Federal policymakers should act to fill in these gaps – ensuring that families using ITINs are eligible for the current recovery rebates and any future stimulus payments; making undocumented workers eligible for Unemployment Insurance; and ensuring that everyone has access to the health care they need.
Further, the Trump administration should stop creating additional barriers keeping families from being able to get the help they need to put a roof over their heads, access health care, or buy groceries to feed growing kids
. But that’s exactly what happened earlier this year when the Trump administration implemented a new rule about “public charge” that makes it more difficult for immigrants to gain legal status or finish their family unification if they access certain kinds of assistance. The administration should stop enforcing their public charge rules, which are especially cruel rule now in a time of a global pandemic.
At the state level, needed steps to ensure a comprehensive response include:
- Ensuring that essential health care information and information about income supports and other policy action related to COVID be available in multiple languages.
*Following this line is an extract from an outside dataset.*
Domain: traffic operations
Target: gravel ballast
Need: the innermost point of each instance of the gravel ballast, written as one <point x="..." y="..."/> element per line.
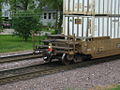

- Ensuring everyone can access the health care services they need, and that testing and treatment related to COVID is available with no out-of-pocket costs.
- Taking steps to fill in the gaps when federal economic supports for small businesses, workers, and families are not available to immigrant communities.
Ensuring all Minnesotans, regardless of immigration status, have access to health and economic supports is essential to building up healthy communities and easing the worst impacts of the unfolding recession.